C'è da sperare che, oltre ai cinque di Ahmici, vengano presto arrestati e processati anche Tudjman jr e la vedova del defunto ministro, resosi celebre in vita per i suoi saluti fascisti e per aver assunto la leadership politica dei neoustascia. Perché non si può permettere che circolino impuniti coloro che, proteggendo gli assassini e continuando tuttora a coprirli (i cinque si nascondono ancora sempre sotto la copertura dei loro padrini, sicché è difficile individuarli e arrestarli) sono loro complici e correi.
All'Aja, mentre a Zagabria venivano alla luce i nomi dei mostri di Ahmici ancora in libertà, il giovane ventenne bosniaco Adnan Zec che aveva tredici anni all'epoca della strage, ha raccontato ai giudici del Tribunale internazionale le ultime ore di vita di suo padre, sua madre e della sorella Alisa di undici anni che furono trucidati davanti ai suoi occhi in quel tragico aprile di sette anni addietro.
Verso le 5 del mattino i genitori irruppero nella camera dei due ragazzi ordinando loro di vestirsi subito e di scappare perché la casa stava bruciando. Fuori si udivano spari e detonazioni. Mentre fuggiva, Adnan fu fermato da un gruppo di miliziani croati. Cercò di tornare indietro, ma, raggiunto da un proiettile, cadde a terra.

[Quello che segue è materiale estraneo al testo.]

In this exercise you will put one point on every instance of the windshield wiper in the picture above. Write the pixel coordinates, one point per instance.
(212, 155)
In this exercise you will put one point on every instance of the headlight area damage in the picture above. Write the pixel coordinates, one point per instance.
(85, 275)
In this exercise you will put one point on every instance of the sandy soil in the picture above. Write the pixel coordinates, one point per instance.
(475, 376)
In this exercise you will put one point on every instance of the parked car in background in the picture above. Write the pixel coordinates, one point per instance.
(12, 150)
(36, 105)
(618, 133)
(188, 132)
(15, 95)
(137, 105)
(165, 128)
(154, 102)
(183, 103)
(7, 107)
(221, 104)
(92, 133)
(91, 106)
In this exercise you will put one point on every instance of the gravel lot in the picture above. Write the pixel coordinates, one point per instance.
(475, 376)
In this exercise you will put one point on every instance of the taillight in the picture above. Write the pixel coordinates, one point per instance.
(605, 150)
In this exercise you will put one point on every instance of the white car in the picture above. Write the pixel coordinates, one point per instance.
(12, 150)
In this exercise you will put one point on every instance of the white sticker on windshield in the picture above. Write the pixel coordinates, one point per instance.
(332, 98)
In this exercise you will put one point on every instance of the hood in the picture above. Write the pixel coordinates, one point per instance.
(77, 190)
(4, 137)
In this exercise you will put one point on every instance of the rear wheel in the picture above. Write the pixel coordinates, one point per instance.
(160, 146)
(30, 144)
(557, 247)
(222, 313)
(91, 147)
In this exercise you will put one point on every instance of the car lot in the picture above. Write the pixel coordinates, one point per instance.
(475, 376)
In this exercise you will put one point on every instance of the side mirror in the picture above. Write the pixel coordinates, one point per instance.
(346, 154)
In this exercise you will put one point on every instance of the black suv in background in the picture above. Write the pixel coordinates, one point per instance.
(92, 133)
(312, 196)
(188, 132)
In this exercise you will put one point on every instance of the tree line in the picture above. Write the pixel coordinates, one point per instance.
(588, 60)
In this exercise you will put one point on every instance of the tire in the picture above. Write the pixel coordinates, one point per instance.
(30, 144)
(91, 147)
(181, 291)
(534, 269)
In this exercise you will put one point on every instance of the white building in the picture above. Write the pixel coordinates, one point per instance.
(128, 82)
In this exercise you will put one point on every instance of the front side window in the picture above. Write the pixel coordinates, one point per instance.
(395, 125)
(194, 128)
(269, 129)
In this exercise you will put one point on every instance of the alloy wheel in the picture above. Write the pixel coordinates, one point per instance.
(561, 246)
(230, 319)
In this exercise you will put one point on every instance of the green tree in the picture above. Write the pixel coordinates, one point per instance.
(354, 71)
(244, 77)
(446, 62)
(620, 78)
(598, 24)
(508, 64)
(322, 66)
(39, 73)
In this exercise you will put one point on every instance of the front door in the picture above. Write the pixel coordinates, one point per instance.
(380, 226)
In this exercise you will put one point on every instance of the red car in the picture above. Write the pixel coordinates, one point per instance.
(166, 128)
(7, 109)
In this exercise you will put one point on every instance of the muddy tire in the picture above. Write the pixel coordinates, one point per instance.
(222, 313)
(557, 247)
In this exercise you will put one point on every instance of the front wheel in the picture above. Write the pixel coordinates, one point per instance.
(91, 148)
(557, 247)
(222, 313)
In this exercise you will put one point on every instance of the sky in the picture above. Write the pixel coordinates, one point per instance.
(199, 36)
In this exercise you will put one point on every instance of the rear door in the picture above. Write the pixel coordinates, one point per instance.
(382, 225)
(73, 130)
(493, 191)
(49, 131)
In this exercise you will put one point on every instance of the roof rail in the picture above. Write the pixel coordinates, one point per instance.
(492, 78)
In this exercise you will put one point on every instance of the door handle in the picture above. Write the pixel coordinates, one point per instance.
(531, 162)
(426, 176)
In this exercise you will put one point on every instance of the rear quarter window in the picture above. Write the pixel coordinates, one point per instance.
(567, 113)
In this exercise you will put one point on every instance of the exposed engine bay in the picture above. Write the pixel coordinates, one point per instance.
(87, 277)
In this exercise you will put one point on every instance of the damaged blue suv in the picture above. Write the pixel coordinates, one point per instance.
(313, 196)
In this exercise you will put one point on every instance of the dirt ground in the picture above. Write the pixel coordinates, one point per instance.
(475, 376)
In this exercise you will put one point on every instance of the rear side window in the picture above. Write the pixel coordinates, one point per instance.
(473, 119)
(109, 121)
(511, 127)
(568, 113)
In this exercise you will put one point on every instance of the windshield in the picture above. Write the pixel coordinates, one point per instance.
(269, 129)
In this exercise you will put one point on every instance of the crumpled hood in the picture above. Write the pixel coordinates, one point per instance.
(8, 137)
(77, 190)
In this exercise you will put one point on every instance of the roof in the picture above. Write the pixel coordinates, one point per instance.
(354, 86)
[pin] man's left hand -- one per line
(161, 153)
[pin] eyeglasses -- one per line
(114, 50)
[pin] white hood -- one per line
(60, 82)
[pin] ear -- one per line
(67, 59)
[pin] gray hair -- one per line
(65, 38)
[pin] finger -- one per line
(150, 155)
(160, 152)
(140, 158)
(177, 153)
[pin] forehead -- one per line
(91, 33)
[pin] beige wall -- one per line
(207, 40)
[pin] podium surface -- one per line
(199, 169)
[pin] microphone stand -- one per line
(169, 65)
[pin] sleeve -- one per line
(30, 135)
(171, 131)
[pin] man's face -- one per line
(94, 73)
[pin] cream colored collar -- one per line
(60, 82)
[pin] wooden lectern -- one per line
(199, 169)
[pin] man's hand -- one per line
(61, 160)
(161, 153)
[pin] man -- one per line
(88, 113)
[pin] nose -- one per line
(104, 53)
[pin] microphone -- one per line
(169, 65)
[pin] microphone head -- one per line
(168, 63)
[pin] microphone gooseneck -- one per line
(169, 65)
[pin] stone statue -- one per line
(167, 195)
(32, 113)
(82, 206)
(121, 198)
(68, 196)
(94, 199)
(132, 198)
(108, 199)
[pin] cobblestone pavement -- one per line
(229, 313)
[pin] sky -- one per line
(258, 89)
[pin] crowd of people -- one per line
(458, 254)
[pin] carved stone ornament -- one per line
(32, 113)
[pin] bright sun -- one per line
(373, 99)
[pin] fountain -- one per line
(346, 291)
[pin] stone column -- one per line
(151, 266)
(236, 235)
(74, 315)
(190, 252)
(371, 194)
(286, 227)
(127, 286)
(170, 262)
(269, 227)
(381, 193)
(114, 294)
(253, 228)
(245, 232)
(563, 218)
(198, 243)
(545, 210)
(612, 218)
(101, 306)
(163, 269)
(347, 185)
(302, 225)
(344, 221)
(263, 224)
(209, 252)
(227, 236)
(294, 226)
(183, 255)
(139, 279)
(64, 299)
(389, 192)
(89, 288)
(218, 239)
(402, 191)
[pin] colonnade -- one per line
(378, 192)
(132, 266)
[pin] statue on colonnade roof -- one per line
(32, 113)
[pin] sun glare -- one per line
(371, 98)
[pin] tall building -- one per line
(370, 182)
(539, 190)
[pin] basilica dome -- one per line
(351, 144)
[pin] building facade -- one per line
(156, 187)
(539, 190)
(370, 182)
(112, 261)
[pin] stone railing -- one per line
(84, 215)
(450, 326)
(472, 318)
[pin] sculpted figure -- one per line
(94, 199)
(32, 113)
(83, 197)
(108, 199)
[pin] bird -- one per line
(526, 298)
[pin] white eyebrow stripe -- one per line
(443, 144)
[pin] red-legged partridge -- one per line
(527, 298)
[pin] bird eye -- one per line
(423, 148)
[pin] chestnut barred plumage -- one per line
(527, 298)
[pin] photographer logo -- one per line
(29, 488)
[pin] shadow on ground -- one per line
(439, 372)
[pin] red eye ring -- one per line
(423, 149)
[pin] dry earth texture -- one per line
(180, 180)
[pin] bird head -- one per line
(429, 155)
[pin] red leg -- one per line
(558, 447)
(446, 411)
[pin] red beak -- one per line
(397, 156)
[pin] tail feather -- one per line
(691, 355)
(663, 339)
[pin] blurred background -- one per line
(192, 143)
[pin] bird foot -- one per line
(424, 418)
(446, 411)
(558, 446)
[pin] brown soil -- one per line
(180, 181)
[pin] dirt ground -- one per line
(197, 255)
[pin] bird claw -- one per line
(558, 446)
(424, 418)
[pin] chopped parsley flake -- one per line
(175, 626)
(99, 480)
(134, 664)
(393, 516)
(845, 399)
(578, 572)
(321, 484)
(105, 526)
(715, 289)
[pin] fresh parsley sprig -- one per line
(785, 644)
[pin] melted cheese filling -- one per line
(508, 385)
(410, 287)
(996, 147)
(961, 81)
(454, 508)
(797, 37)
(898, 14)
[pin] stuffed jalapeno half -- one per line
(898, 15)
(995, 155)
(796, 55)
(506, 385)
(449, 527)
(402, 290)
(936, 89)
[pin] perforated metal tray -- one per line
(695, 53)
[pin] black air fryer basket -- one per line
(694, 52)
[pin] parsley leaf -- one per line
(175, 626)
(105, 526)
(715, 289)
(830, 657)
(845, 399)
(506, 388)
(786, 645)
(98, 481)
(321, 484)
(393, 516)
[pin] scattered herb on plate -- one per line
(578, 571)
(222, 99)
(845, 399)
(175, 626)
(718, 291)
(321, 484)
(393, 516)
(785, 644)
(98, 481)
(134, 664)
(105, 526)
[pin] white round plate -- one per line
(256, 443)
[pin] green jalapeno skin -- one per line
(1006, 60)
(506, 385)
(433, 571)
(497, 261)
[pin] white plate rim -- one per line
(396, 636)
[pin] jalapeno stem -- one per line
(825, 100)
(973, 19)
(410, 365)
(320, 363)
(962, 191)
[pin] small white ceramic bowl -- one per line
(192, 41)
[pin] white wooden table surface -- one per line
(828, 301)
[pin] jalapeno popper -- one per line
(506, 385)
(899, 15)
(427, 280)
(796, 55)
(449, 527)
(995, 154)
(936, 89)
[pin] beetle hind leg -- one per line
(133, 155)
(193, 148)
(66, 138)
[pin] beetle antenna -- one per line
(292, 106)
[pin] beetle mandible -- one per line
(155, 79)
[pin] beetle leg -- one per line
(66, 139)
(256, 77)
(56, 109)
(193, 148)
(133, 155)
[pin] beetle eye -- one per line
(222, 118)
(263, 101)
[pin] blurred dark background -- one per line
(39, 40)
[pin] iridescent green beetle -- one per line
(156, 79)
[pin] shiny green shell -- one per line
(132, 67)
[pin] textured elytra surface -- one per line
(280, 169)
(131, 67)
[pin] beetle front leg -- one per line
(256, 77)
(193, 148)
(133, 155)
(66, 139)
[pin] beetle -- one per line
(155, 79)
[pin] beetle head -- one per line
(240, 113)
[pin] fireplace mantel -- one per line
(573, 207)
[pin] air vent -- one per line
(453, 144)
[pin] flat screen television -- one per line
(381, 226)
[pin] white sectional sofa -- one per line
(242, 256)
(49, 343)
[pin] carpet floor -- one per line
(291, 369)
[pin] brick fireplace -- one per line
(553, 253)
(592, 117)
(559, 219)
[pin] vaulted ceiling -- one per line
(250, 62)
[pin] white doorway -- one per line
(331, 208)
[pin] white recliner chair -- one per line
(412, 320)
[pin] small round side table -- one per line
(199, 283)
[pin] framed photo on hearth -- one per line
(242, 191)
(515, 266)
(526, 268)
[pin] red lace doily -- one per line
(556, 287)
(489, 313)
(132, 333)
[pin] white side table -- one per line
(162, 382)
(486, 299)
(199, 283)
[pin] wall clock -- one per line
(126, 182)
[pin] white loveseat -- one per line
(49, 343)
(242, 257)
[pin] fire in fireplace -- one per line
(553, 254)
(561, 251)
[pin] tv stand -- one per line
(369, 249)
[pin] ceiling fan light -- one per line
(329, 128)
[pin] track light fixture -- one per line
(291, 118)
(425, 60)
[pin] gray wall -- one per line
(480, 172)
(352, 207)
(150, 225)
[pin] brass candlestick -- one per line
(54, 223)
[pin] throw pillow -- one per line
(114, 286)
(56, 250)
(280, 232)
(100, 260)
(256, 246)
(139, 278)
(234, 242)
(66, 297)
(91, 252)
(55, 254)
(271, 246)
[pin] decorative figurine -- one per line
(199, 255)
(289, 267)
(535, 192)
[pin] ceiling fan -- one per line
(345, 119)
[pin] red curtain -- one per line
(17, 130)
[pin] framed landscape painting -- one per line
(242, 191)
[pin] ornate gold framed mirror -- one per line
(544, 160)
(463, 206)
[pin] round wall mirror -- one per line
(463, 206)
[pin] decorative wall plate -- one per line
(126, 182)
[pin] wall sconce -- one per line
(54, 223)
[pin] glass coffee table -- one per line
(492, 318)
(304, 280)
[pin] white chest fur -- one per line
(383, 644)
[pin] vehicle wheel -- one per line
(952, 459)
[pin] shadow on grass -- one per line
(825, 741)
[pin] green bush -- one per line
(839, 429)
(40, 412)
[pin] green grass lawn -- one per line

"Il soldato che mi aveva sparato, ordinò agli altri che stavano con lui di uccidere anche mio padre e mia madre. Lo ripeté tre volte: 'Uccidi, uccidi, uccidi!'. Mio padre teneva per mano mia sorella più piccola, Melisa di nove mesi. Papà allora disse al comandante di quel gruppo di soldati: 'Ammazzate me, ma lasciate in vita mia moglie e i bambini...'. Invece quelli aprirono subito il fuoco e uccisero mio padre e Alisa. Poi fu uccisa mia madre. Anche Melisa cadde a terra. Quando ripresi coscienza, intorno a me non vidi più alcun soldato. Il sangue continuava a uscire dalla ferita, ma ero vivo. Vidi per terra i corpi esanimi dei miei genitori e di Alisa, ma Melisa non c'era più. Seppi più tardi che un nostro vicino, Elvir Ahmic, salvatosi dall'eccidio insieme alla sorella, aveva trovato Melisa accanto al corpo della mamma, sembrava che dormisse. Era viva e la portarono via con loro".
Il testimone ha detto di ricordare benissimo: gli assassini portavano le uniformi e i distintivi dell'esercito croato.
A questa e ad altre testimonianze fornite ai giudici dell'Aja su quel massacro si aggiungono le deposizioni di 50 persone presentatesi nei mesi scorsi al processo contro il generale croato Tiham Blaskic condannato a 45 anni di carcere quale comandante del settore operativo della Bosnia centrale e superiore diretto degli ufficiali macchiatisi del sangue innocente dei civili. Infine presso la Procura di Zenica (Bosnia) sono depositate le testimonianze di numerosi altri superstiti della strage di Ahmici. Il governo croato non deve fare altro che raccogliere anche questi documenti e dare inizio subito alla caccia dei mostri in libertà. Purtroppo, almeno finora, oltre alle promesse fatte a Carla Del Ponte, le nuove autorità croate non si sono date molto da fare nella giusta direzione.
Si è poi saputo che, oltre a un "Reparto per i compiti speciali" i cui uomini erano denominati "Jockers" e comandati da Pasko Ljubicic e Vlado Cosic, alla strage prese parte una banda di criminali comuni, liberati dal penitenziario di Kaonik e trasformata immediatamente in reparto della "Polizia militare".